0

I have two dataframes, let's say dfr1 and dfr2. dfr1 looks like:

x,y,z
1,2,3
1,1,3
1,2,3
1,4,3
1,5,3

while dfr2 looks like:

p1,p2,p3
100,200,300  
100,400,300
100,500,300                 

I would like to apply a procedure to each row of dfr1 by using dfr2. Let's say that each row of the dfr1 are the coordinate of some points. On the other and the columns of the dfr2 are the coordinates of other points that we can called "stations". For each point of dfr1 I would like to compute the distance with each points of dfr2 in order to sort the distances.

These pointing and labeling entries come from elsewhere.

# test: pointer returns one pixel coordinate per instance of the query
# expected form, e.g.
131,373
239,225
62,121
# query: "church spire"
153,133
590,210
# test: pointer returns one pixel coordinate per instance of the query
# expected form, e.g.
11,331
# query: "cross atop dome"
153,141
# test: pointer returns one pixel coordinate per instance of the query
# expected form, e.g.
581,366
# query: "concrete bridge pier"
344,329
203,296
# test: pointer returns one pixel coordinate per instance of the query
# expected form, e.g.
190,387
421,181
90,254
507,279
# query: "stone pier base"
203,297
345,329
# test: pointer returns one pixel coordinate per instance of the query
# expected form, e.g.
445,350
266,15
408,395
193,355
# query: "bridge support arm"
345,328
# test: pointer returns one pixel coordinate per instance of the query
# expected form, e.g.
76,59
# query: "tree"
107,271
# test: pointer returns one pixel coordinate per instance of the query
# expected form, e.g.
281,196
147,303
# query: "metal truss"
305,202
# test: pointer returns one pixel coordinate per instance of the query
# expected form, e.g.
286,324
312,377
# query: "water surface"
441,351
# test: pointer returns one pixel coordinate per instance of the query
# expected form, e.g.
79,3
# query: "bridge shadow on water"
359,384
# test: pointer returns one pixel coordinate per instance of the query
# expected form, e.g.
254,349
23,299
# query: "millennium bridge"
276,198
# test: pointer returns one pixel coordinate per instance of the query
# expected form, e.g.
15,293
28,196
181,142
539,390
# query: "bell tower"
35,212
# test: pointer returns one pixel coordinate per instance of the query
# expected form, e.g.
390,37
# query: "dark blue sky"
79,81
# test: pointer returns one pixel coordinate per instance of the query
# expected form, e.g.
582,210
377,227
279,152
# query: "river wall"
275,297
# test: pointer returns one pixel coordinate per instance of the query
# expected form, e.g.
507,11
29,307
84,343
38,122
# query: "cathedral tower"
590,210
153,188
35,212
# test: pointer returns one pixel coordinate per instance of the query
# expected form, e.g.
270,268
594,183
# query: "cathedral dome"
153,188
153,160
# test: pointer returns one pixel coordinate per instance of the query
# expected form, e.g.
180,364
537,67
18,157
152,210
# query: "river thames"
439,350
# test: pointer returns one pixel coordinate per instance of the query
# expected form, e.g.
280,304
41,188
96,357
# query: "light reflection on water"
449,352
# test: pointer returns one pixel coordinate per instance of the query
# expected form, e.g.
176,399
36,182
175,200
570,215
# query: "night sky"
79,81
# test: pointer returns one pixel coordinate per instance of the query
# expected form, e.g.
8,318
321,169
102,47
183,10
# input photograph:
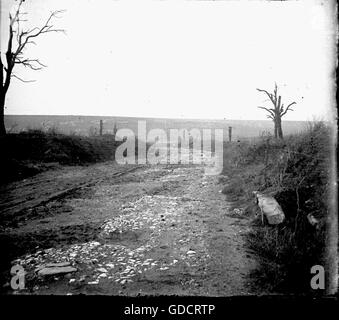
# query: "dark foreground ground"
127,230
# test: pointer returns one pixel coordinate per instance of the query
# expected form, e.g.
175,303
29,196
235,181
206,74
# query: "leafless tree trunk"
18,40
277,112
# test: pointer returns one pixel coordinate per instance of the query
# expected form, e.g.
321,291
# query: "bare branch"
288,108
268,94
271,111
15,76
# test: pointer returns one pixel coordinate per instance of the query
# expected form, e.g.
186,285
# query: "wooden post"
229,134
101,127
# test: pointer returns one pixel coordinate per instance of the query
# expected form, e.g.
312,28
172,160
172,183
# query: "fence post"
229,134
101,127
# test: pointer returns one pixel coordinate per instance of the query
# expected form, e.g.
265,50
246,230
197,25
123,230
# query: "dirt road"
128,230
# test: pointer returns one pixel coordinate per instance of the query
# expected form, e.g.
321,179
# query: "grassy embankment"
30,152
296,171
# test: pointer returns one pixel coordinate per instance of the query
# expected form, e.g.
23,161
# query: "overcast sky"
195,59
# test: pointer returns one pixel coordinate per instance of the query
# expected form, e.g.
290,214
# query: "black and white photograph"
168,148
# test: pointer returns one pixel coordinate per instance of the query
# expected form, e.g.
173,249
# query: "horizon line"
143,117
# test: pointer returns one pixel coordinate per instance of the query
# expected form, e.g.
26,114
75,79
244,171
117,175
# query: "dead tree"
277,112
18,40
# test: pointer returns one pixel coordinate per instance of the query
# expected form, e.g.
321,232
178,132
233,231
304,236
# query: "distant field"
89,125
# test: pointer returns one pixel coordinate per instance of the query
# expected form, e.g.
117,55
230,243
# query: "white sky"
195,59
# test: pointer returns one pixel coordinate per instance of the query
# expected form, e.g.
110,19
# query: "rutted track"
40,190
163,229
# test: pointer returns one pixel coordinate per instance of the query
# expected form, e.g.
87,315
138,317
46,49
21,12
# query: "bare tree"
277,112
19,38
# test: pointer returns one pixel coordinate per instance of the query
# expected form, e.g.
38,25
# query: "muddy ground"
127,230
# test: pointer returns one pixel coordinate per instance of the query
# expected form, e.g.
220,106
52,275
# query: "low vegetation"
29,152
296,172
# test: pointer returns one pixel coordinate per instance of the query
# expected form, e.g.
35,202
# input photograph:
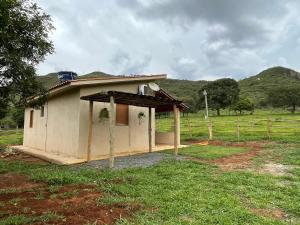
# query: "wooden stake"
176,129
210,132
238,129
189,126
150,129
111,132
269,123
90,134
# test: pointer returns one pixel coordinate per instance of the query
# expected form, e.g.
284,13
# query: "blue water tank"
66,75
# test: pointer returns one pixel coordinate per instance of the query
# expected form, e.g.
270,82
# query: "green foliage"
285,96
24,43
243,104
220,94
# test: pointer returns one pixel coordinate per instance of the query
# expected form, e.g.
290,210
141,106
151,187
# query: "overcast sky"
191,39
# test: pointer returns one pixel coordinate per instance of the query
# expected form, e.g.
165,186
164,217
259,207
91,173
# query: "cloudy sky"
191,39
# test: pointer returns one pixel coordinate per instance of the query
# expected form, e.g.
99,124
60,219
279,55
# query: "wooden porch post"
112,117
150,129
176,129
90,134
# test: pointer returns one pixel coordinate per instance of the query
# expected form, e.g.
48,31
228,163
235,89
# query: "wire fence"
235,130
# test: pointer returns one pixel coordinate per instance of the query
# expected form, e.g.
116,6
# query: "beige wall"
64,128
58,130
35,136
128,139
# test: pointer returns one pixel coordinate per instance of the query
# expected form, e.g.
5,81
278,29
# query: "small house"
98,118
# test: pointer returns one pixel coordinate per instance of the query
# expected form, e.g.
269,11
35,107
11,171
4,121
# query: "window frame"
117,122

Let's define the function test:

import math 
def test(rr):
  res = math.sqrt((rr[0]-p1_x)**2 + (rr[1]-p1_y)**2 + (rr[2]-p_1z)**2)  
  return res

I have learnt to apply test to each row of dfr1:

res = dfr.apply(test, axis=1)

How can I pass some elements of dfr2 to the function. I would like to not read it inside the function due to the fact that dfr2 will have a more complicate structure. Here an example of my real original file of with the data of the stations:

            ,station_1,station_3,station_3
coordiante x          ,100,200,300  
coordiante y          ,100,400,300
coordiante z          ,100,500,300
2018-01-01 00:00:00   ,1,2,3
2018-01-01 01:00:00   ,2,2,3
2018-01-01 02:00:00   ,3,2,3
2018-01-01 03:00:00   ,4,2,3
2018-01-01 04:00:00   ,4,NaN,3
2018-01-01 05:00:00   ,3,2,3

I have found this solution on another post here in stackoverflow:

def func(x, other):
    other_value = other.loc[x.name]
    return your_actual_method(x, other_value)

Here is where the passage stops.